/ Modified sep 25, 2020 3:49 p.m.

Campaign Legal Center to represent Pascua Yaqui Tribe in early voting site dispute with county

The tribe is taking the next step to get the Pima County Recorder's Office to reinstate an early voting site it closed in 2018.

Pascua Yaqui administration 2 Deer dancer statue outside of the Pascua Yaqui Tribe's administration building.
Emma Gibson/AZPM

The Pascua Yaqui Tribe announced Friday it enlisted Campaign Legal Center to represent it as it fights Pima County to reinstate an early voting site that was closed in 2018.

The tribe's counsel sent an email to Pima County Recorder F. Ann Rodriguez describing how, in the view of the tribe, she's broken the law by denying the tribe an early voting site.

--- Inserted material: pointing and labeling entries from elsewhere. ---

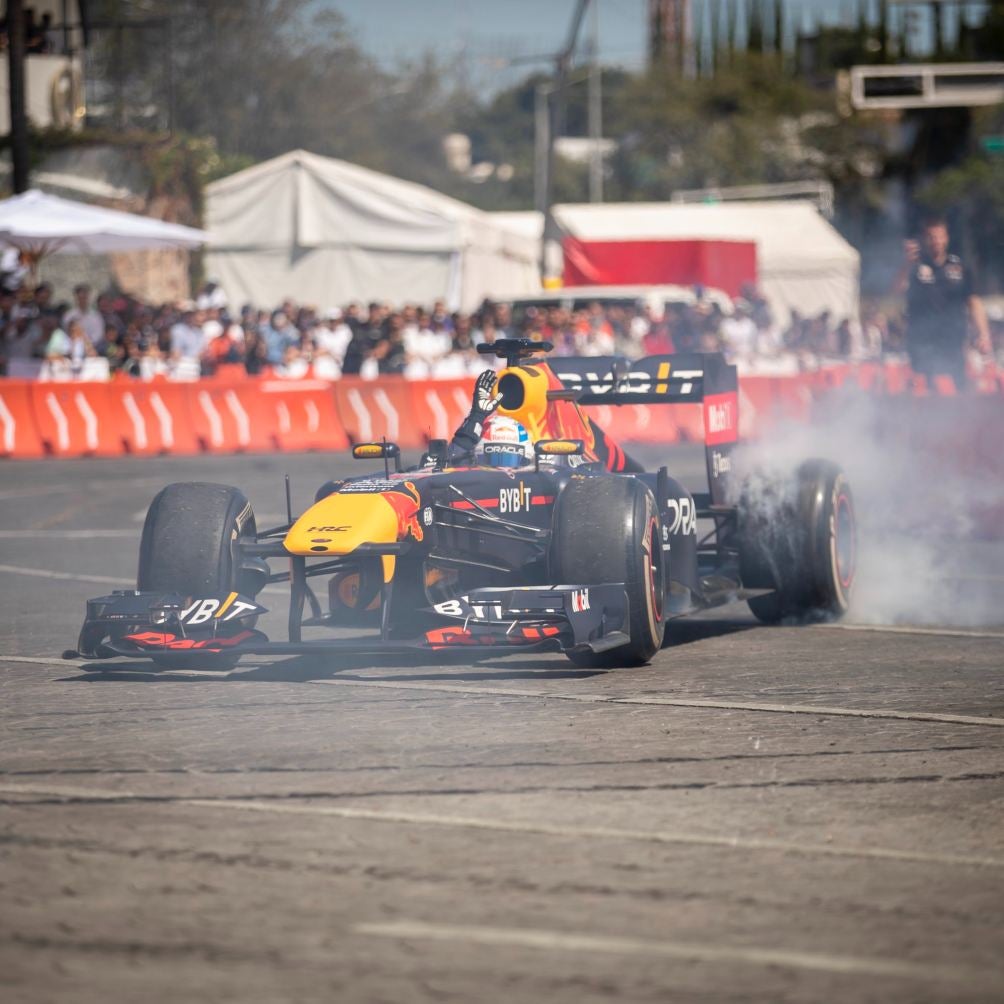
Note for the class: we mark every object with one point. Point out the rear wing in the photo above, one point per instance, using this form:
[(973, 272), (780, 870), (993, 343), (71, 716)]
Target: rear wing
[(704, 379)]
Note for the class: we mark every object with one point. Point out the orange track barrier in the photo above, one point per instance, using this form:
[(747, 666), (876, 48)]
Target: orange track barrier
[(439, 407), (155, 418), (76, 420), (232, 417), (301, 415), (233, 414), (371, 410), (18, 431)]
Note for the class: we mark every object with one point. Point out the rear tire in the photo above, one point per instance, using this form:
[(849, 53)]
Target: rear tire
[(800, 540), (607, 529), (189, 546)]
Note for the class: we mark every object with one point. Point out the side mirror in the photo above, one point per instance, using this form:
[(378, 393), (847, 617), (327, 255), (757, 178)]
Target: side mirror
[(558, 448), (378, 451)]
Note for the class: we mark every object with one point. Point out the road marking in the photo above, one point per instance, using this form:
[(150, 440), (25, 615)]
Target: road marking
[(783, 709), (72, 576), (903, 630), (64, 534), (559, 941), (510, 825)]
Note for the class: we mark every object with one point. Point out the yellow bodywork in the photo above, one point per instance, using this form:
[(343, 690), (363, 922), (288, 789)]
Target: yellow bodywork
[(337, 524)]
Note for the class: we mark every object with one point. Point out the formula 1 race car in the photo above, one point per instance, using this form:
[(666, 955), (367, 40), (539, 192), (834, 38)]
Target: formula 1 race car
[(578, 549)]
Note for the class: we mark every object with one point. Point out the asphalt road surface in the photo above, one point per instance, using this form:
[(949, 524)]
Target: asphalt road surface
[(762, 814)]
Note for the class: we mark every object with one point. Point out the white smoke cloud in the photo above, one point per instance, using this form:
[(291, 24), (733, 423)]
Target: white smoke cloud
[(927, 484)]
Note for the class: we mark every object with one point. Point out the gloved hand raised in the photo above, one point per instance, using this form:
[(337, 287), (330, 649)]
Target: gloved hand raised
[(485, 399)]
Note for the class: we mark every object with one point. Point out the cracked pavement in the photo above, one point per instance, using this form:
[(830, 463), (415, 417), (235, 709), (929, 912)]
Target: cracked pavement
[(722, 825)]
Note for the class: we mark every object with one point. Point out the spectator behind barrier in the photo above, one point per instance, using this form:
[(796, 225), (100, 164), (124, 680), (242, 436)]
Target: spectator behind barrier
[(189, 339)]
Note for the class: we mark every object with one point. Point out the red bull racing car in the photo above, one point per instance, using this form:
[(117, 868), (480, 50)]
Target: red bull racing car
[(573, 547)]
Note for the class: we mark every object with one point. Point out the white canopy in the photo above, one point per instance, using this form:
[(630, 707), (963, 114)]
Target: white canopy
[(803, 263), (326, 232), (45, 224)]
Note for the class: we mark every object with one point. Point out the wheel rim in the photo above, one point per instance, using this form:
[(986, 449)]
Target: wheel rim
[(844, 541), (657, 584)]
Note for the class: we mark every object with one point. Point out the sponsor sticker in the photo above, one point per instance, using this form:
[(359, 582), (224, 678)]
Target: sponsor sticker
[(207, 608), (682, 515), (720, 463), (721, 418), (369, 486), (512, 500)]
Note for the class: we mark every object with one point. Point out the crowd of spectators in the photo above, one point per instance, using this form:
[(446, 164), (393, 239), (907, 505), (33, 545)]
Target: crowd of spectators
[(197, 337)]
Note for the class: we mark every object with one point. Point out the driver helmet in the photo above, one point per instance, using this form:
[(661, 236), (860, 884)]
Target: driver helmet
[(505, 443)]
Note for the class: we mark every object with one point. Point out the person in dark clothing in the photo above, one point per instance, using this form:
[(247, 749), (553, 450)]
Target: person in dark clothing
[(940, 302), (484, 405)]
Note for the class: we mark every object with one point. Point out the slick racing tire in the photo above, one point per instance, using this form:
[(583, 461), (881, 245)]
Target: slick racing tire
[(800, 540), (608, 530), (189, 546)]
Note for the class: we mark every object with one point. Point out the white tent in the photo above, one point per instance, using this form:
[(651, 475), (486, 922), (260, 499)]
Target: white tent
[(326, 232), (803, 263), (45, 224)]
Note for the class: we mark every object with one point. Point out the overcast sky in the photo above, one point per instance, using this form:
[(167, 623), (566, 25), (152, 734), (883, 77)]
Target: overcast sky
[(488, 34)]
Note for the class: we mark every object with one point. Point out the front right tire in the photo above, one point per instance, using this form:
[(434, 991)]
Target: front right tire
[(189, 546)]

"Rodriguez’s actions are tantamount to voter suppression and unconstitutional," said Pascua Yaqui Chairman Peter S. Yucupicio. "The consequences of denying Yaqui voters equal access to early voting places our Tribal members at risk and violates the fundamental principles set forth in the Voting Rights Act to ensure equal access to all aspects of voting."

Rodriguez notified the tribe of the early voting site's closure in the reservation shortly before the primary election on August 2018. Since that time, she has defended the decision by citing low voter turnout and a lack of security at the site's former location, the tribal radio station.

The tribe has continuously reached out to the recorder's office in attempts to understand this decision and has tried to address Rodriguez's concerns with the former site.

Tucson Mayor Regina Romero and the Pima County Board of Supervisors have recently weighed in on the dispute in support of the tribe.